When studying spoken language, speech is typically transcribed on a phonetic level to provide an accurate visual representation of the sounds of speech. However, the process is extremely time-consuming for researchers. 

– Recording a large amount of people’s speech is the easy part; it is the manual transcription into written text that takes time. Transcribing one hour of audio recording can easily take all day,” Kuparinen says. 

In his current study, Kuparinen aims to use automatic speech recognition to output phonetic transcriptions, with each sound represented by a specific symbol. 

In addition, his study will cover two further topics: the second examines what speech recognition models can learn about language variation and change, while the third delves into the phonetic transcription of Finno-Ugric languages and their conversion into the International Phonetic Alphabet (IPA).  

Olli Kuparinen, Suomen Akatemia tutkijaPhoto: Eelis Berglund

Kuparinen hails from Lempäälä, Finland, and began his academic journey by studying Finnish at Tampere University. 

After working for a while as a teacher of Finnish and literature, he started writing his PhD thesis at Tampere University in a project funded by Kone Foundation. His PhD thesis explored linguistic changes in the Finnish spoken in Helsinki from the 1970s to the 2010s. 

At the time of publication, his longitudinal research data collected at three time points was unique, even on a global scale. This data is also included in Kuparinen’s current study. 

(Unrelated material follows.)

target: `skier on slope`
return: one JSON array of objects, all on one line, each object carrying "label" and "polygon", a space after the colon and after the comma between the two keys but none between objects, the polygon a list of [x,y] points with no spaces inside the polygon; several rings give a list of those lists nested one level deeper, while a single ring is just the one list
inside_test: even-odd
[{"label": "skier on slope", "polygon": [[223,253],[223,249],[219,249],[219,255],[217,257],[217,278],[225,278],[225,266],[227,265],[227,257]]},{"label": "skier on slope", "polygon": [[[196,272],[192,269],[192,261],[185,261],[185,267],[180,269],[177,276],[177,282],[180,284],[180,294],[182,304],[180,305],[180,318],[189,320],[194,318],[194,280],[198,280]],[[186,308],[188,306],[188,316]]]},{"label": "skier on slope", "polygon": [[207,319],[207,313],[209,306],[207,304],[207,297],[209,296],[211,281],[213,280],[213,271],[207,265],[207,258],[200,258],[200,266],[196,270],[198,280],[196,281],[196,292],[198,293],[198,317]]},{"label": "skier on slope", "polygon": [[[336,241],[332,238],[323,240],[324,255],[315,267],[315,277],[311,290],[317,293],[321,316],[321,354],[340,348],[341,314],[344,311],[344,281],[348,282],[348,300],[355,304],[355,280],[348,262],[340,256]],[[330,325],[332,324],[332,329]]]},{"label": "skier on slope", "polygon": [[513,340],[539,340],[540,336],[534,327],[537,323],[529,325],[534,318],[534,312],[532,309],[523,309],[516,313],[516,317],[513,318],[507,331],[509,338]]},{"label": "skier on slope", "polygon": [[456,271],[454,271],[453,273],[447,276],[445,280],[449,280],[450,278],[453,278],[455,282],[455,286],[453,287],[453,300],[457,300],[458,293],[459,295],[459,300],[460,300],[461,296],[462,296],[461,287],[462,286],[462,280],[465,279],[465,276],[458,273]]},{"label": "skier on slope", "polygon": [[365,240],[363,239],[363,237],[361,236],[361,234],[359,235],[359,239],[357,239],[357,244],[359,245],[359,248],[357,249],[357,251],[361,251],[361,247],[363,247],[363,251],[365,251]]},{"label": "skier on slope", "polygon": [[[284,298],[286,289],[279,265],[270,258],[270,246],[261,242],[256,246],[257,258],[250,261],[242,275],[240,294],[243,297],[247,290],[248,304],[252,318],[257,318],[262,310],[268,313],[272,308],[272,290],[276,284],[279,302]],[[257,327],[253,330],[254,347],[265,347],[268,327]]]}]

After completing his PhD, Kuparinen dedicated a couple of years to studying machine translation models at the University of Helsinki, an area of interest that he will also explore in his ongoing research.  

People often begin to adopt a more standardised version of language once they enter the professional world. The speech recognition models developed by Kuparinen may yield new insights, as they facilitate the study of language change in individuals through speech signals.  

Kuparinen’s enthusiasm for studying spoken language was sparked while working towards his degree. As he attended dialect courses, he noticed that the evolution of language is much more evident in spoken than written language.  

– Written language has been standardised at some point, whereas spoken language reflects the history of the people who speak it. Some dialects retain intriguing vestiges of earlier language varieties. In addition, the future of a language is reflected in speech long before it appears in writing.” 

Language variation and change lie at the heart of Kuparinen’s research. Although technology is continuously evolving and models become obsolete quickly, the development of speech recognition models can significantly advance future research in this field.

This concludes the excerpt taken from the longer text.